A fully synthetic, single-patient interactive demonstration of the dashboard is hosted alongside the source code so that other registries can evaluate the pipeline before adopting it. See the live demos and the architecture pages.

Funding

This work was supported in part by the Centers for Disease Control and Prevention (Grant No. R01-TS000341), the ALS Therapy Development Institute, the Brothers Brook Foundation, and The William K. Bowes, Jr. Foundation. The funders had no role in study design, data collection and analysis, decision to publish, or preparation of the manuscript. The findings and conclusions in this report are those of the authors and do not necessarily represent the official position of the Centers for Disease Control and Prevention.

Competing interests

The authors are employees of the ALS Therapy Development Institute, the non-profit research organization that operates the ALS Research Collaborative Study and supported this work.
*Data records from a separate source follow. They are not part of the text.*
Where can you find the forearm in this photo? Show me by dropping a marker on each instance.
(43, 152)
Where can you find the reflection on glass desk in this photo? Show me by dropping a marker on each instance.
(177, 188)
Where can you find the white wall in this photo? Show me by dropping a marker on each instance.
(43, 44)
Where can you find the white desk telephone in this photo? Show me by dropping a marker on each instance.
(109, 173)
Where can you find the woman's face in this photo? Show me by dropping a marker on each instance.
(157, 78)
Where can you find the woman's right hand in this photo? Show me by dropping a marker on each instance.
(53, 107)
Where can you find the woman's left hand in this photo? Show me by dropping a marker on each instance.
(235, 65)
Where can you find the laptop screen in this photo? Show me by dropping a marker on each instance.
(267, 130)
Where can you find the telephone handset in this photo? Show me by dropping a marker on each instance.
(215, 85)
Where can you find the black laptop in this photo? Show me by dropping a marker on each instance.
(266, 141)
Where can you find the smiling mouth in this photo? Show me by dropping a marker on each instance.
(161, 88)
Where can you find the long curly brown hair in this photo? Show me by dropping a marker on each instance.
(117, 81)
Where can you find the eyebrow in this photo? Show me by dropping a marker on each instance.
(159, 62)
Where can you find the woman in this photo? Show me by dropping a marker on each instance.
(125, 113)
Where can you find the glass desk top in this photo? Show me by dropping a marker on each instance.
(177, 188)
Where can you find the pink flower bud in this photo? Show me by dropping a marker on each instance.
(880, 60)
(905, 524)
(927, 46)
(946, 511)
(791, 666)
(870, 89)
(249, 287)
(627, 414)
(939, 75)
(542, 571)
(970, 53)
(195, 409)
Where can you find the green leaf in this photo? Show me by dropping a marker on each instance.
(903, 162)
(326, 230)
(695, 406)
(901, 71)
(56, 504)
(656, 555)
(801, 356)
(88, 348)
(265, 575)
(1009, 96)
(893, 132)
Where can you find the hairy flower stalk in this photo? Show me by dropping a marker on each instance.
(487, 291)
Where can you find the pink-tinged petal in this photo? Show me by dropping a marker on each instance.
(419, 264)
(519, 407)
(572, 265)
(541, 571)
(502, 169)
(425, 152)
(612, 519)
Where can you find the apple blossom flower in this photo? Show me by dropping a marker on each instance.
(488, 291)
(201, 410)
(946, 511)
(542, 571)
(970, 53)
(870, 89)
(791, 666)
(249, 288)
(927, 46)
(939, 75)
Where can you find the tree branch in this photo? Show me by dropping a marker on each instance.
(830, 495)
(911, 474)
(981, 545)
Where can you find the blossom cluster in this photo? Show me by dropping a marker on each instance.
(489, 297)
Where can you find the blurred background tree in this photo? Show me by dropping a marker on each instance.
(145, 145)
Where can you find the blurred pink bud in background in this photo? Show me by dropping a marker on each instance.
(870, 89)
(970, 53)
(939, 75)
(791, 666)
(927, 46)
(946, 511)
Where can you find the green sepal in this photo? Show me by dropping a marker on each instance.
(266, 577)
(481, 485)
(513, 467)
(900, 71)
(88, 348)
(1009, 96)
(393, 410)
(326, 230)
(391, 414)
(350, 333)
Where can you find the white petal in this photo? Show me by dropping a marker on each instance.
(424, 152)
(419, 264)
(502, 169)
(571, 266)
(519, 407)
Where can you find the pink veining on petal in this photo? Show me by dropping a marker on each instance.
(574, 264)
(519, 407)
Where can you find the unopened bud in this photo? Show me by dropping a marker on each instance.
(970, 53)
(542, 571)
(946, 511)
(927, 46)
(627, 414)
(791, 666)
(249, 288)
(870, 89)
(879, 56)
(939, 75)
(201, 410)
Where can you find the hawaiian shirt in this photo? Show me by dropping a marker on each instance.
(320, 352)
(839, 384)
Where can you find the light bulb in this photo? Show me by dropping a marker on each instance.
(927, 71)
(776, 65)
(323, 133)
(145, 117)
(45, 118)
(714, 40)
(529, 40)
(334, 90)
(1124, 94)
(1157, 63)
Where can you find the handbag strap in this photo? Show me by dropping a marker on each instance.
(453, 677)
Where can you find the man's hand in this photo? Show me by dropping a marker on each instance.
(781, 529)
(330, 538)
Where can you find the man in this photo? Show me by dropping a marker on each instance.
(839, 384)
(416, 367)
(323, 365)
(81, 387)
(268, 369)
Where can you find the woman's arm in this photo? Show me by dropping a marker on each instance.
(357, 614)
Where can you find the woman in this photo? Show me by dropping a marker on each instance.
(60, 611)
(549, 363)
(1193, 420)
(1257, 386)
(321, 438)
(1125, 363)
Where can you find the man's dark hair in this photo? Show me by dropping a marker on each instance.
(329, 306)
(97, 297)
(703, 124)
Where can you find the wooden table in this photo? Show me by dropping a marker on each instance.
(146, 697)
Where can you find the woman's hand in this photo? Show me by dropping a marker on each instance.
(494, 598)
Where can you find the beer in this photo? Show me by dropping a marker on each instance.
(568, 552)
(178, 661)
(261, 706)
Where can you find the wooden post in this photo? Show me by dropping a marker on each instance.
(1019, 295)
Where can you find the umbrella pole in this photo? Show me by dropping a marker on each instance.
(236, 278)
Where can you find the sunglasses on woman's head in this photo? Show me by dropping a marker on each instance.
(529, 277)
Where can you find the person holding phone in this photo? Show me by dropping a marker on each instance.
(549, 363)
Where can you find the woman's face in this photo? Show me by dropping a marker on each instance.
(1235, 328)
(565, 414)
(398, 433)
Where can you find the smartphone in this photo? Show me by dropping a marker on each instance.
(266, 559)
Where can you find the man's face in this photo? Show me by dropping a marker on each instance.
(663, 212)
The authors declare no other competing interests.

Data and code availability

Source code for the complete pipeline, the browser dashboard, and a fully synthetic single-patient demonstration cohort are publicly available at https://alstdi.github.io/RegistryForgeALS/ (repository: https://github.com/alstdi/RegistryForgeALS) under the MIT License. The exact release used for this manuscript is archived with a citable DOI (10.71944/2P5C-NG50) through ALS TDI's DataCite membership. The clinical data described cannot be openly shared due to the terms of the ALS Research Collaborative Study informed consent. A de-identified version is available to qualified researchers through the ARC Data Commons.